Why the long face? KU’s VC and ‘Gold Commander’ Steven ‘Two Jobs’ Spier has been looking particularly glum in recent SLT and Board meetings, despite the happy chappy image he likes to put on in all the Comms photos he loves to issue. Why so? Simple. His ambitious plans to convert the Uni into a Polyversity, or ‘Multiversity’ as he likes to call it, are not going the way he hoped. Quite the opposite. Far from rising in Uni league tables, KU is dropping. A lot.
Spiersy has spun much spin in recent times about how, under his inspired and glorious leadership, KU is ‘going places’ and is racing ahead of all its rivals to become an institution that is pioneering a ‘new progressive model of education’ through a ‘future skills’ campaign. He dreams of eventually grabbing himself an honour from the government as a nice reward for all this and for his retirement. But the masterplan is looking more shaky than ever before, and he knows it. In their hearts, so does his lapdog SLT, who appear enthusiastic about the Town House Strategy in public and to his face, but increasingly lampoon it behind the Vice-Clown’s back (and they have their salaries to protect, of course). To add to his woes, the Board of Governors (BOG) are increasingly cynical about the Clown House Tragedy, sorry, ‘Town House Strategy’, as well. Some of the BOGsters have always held doubts about Spiersy, and those concerns have been reinforced by recent events.
Look at recruitment. Spiersy and his close mates persuaded themselves that investing in big buildings rather than in staff would somehow magically draw in loads of student applications, all stunned and in awe at the sheer size of the Clown House and excited about big plans for a new giant Middle Mill building project. But Undergraduate and Postgraduate recruitment is looking poor. Recent panicky Board meetings have been given some dire figures which show a number of Faculties failing to meet their Home UG targets, with FBSS – to give one example – 13% behind target. And FBSS was one of the Faculties that was culled and slimmed down on Spiersy’s orders! Now the chickens are coming home to roost. Why would students want to apply to a Faculty that has had so much damage done to its reputation? KSA is not faring any better. It is 12% away from Home UG target. Two other Faculties are also struggling. The figures for International UG recruitment are also looking grim. Both FBSS and KSA are reportedly 9% behind target.

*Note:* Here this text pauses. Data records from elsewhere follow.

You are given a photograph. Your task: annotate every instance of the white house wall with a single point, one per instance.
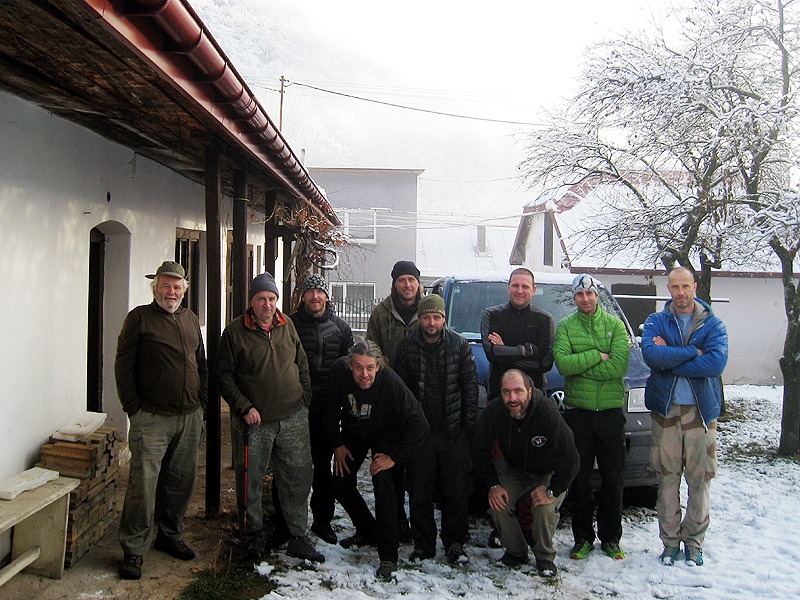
(55, 178)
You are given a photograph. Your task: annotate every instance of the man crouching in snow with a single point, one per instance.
(371, 410)
(540, 460)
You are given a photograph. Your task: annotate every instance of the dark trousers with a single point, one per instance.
(384, 525)
(322, 498)
(439, 464)
(600, 436)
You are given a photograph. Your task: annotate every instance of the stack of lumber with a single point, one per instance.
(94, 459)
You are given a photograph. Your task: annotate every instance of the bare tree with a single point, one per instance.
(700, 130)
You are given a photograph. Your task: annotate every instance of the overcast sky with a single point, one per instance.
(499, 61)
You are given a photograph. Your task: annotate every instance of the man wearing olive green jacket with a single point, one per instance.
(591, 352)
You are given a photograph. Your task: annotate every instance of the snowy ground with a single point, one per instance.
(752, 548)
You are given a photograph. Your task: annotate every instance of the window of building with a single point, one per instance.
(360, 224)
(187, 254)
(354, 302)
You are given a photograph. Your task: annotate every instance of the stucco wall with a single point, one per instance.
(394, 189)
(55, 182)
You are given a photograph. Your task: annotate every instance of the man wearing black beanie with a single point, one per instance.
(395, 316)
(391, 321)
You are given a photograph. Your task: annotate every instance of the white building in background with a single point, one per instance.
(755, 316)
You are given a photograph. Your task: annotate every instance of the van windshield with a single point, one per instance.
(468, 300)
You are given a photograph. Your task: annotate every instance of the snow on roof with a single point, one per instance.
(455, 249)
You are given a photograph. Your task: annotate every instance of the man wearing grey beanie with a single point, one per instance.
(262, 371)
(325, 337)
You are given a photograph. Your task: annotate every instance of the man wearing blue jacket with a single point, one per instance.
(686, 348)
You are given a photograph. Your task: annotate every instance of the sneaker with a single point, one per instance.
(358, 540)
(456, 555)
(175, 548)
(694, 556)
(386, 570)
(613, 550)
(493, 541)
(404, 532)
(546, 568)
(513, 560)
(325, 532)
(131, 567)
(420, 554)
(581, 549)
(669, 555)
(301, 547)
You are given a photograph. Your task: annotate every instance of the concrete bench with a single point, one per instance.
(39, 519)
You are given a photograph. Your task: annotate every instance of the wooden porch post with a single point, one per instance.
(213, 186)
(240, 270)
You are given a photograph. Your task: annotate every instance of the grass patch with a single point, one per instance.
(227, 579)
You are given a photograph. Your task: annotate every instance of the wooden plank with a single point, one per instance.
(11, 487)
(19, 563)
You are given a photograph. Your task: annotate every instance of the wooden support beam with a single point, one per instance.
(240, 270)
(213, 326)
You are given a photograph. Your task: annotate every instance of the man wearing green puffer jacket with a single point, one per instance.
(591, 352)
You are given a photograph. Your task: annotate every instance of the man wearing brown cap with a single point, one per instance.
(162, 380)
(438, 367)
(263, 375)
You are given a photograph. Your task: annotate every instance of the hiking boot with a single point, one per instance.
(613, 550)
(694, 556)
(493, 541)
(456, 555)
(325, 532)
(175, 548)
(528, 535)
(546, 568)
(421, 554)
(581, 549)
(404, 532)
(513, 560)
(386, 570)
(358, 540)
(669, 555)
(131, 567)
(301, 547)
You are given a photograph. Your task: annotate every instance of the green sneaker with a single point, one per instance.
(613, 550)
(581, 549)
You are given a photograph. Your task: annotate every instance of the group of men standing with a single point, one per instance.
(304, 395)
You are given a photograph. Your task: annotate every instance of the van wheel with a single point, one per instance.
(642, 495)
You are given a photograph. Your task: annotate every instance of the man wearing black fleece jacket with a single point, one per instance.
(540, 459)
(370, 410)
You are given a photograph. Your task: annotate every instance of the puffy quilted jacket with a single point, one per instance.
(679, 359)
(461, 385)
(590, 382)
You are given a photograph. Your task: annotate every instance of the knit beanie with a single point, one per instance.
(432, 303)
(585, 282)
(314, 282)
(263, 283)
(404, 267)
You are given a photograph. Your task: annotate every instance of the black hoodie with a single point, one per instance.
(539, 443)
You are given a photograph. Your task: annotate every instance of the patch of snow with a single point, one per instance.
(751, 548)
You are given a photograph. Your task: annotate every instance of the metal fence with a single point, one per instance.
(356, 312)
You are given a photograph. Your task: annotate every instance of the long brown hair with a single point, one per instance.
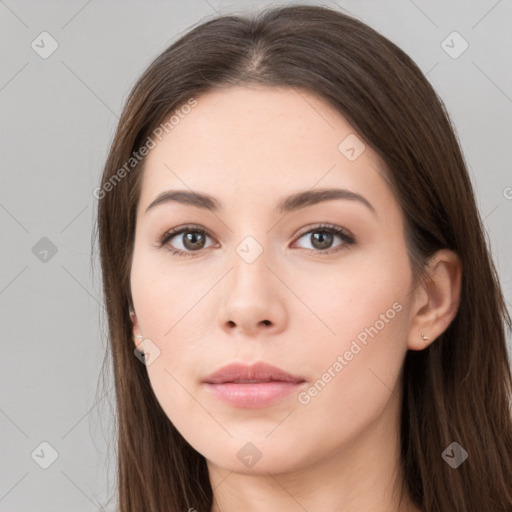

At Postgraduate level, PGT Home applicants are very weak for all Faculties across the Uni, and PGT International applicants are also looking very poor (FBSS is 20% behind its target and HSSCE 7% behind). The Uni’s Finance Committee have now started pressing the SLT for updated figures on projected numbers, as they sense things are looking very dark, and the finance team are hinting that a new plan should be drawn up to now include ‘some re-profiling of targets’. That is polite talk for ‘bloody hell – things are looking really shit’. Spiersy’s promises of great numbers for September are plain nonsense and everybody in the know sees this, even if he refuses to face up to the fact. Let’s be clear: this is all happening on his watch and because of his own crappy managerial strategy.
And consider the latest league tables. To add further misery to the overpaid Vice-Clown’s woes, KU was ranked joint 87th out of 130 institutions in this year’s Complete University Guide league table. Yep: 87th! The fact is Spiersy’s ‘flagship’ Uni has moved down a stunning 9 places in the overall rankings from last year. Yes, that’s right – let that sink in: KU has crashed by 9 places and gone into embarrassing reverse. Predictably, and hilariously, the KU Comms team issued a big piece of typical Spier spin on this, which tried to put a positive light on the results – ‘there were a number of strong subject-level performances’, blah, blah, blah. But nothing can hide the obvious truth that, under Spiersy’s supreme but tragically unenlightened VCship, KU is falling into serious decline. The Comms spin put out on the Uni website included a comment from the man himself, where he said that while moving down the table nine places was (clears throat) ‘disappointing’, there were still ‘positives to be taken in a number of areas’. You could hear the laughs across the whole Uni, if not the whole HE sector. Who does he think he’s kidding?
Regurgitating some of his favourite managerial-speak from his dusty Kingston Hill ‘How to manage’ textbooks, ‘Two Jobs’ also said it was ‘clearly a disappointment to lose some momentum from our upward trajectory in recent years’, but ‘improvements’ in a number of subjects and overall metrics ‘are encouraging’, and he was confident KU could still deliver on its TH Strategy. Confident? Does he really believe all this desperate rubbish? Sadly, we suspect he probably does.